My gut feeling is that this is very unlikely to be negative SEO. Frankly, it's still very rare, and most cases that are assumed to be negative SEO turn out to be much more complicated. One oddity here is that I'm not seeing a clear penalty-like scenario. You're talking about a very specific case of multiple pages showing up for a single query. This could be as simple as Google tweaking their domain crowding settings. I see this frequently - one day, a single domain will get multiple listings; the next day it will get one. If you look at thousands of SERPs, this actually happens every day.
This could indicate Google saw a change in your signals or signals related to your brand name, but it's unlikely to be due to negative SEO. It's also, honestly, not a huge issue, for the most part. You still rank #1 for your brand, and your brand is just one query. If Google has decided to not show multiple pages from your domain, this may be beyond your control and have little or nothing to do with your SEO efforts.
I do also share Dirk's concerns. A lot of the internal pages are being cached with very little text - Google is indexing them, but the text-only content is showing up as just a few menu items. These pages are going to look thin, and they may be running into some quality problems. This could cause them to compete with each other and fall out of some rankings. While Flash can be used successfully, the implementation here is part of the problem. The load times could also be causing you some issues. At best, it's creating obstacles.

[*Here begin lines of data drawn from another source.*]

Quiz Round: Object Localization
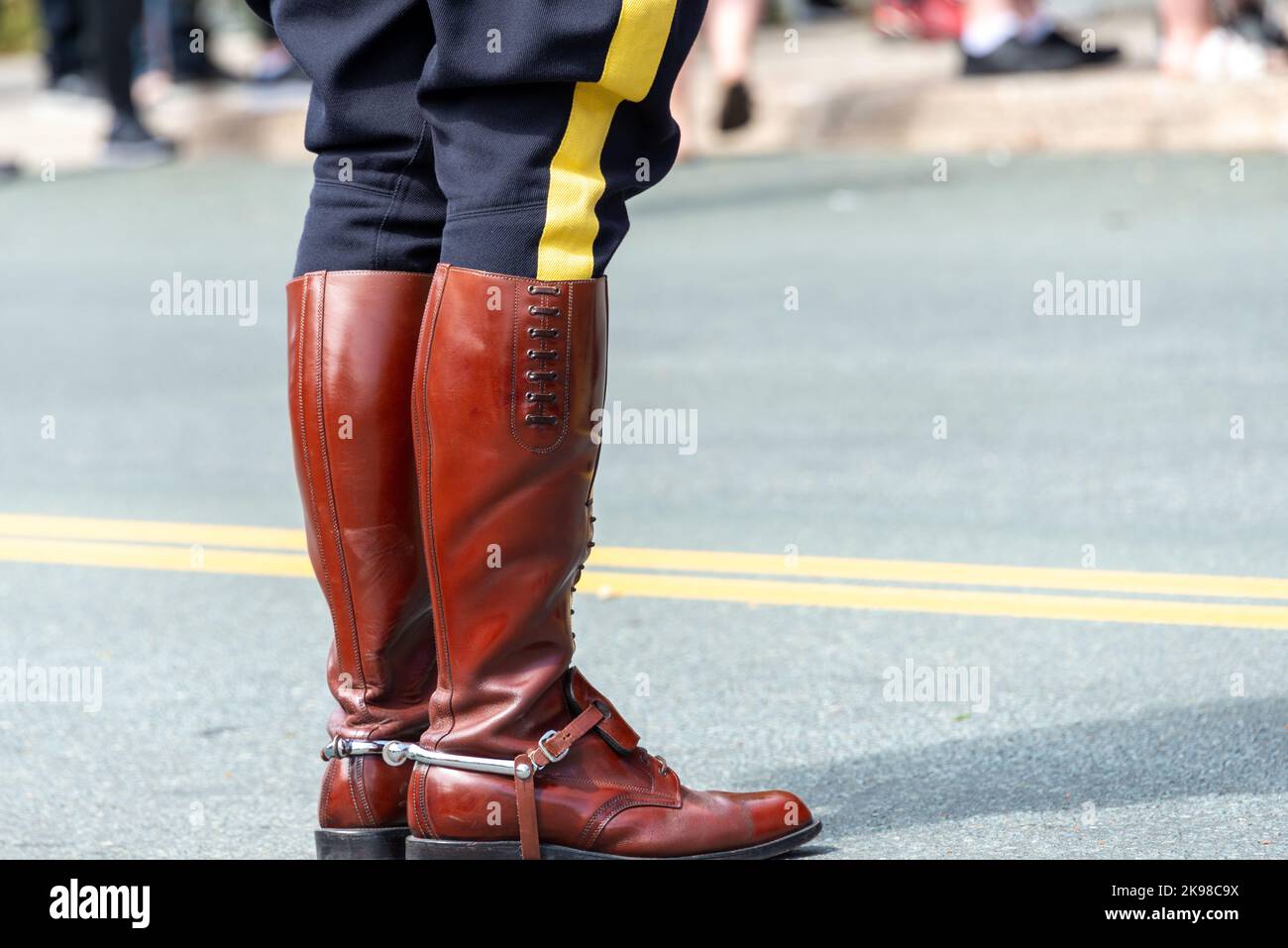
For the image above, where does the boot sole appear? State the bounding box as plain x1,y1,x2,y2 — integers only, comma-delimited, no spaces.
407,819,823,859
313,825,407,859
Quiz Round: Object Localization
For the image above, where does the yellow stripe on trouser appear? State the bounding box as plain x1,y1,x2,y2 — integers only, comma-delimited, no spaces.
537,0,677,279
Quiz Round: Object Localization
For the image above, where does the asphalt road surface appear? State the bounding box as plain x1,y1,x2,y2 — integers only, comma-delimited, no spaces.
0,155,1288,858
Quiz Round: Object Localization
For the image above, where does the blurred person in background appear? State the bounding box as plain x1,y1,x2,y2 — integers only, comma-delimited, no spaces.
90,0,175,167
671,0,765,158
40,0,87,94
1158,0,1288,81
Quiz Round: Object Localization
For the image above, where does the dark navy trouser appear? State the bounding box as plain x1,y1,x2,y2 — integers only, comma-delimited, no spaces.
249,0,705,279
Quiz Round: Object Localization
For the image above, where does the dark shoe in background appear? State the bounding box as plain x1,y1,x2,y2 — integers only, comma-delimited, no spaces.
99,116,177,167
718,82,751,132
962,31,1120,76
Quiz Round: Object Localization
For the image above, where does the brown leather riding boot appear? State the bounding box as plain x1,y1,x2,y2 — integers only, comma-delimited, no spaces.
287,271,435,859
386,265,820,859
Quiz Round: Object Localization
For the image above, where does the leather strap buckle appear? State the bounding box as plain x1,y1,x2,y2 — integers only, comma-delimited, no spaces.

At first glance, your link profile also looks pretty weak. You have a ton of free PR sites and web directories. In small quantities, these are fine, but when they make up a huge swath of your profile, you're getting into danger territory. When I see things like "free link directory" over and over, I start to worry. Add that to technical and on-page problems, and now you're compounding the issues.
I'm also seeing that some of the "links" are actually 301-redirects from a very long, exact-match domain, that you've redirected to the site entirely. I'm seeing a number of serious quality issues in your link profile, to be brutally honest.
I don't think the problems here have anything to do with the competition. I think you have to take a good, hard look at both the technical state of the site, the overall content quality, and the overuse of low-quality link tactics.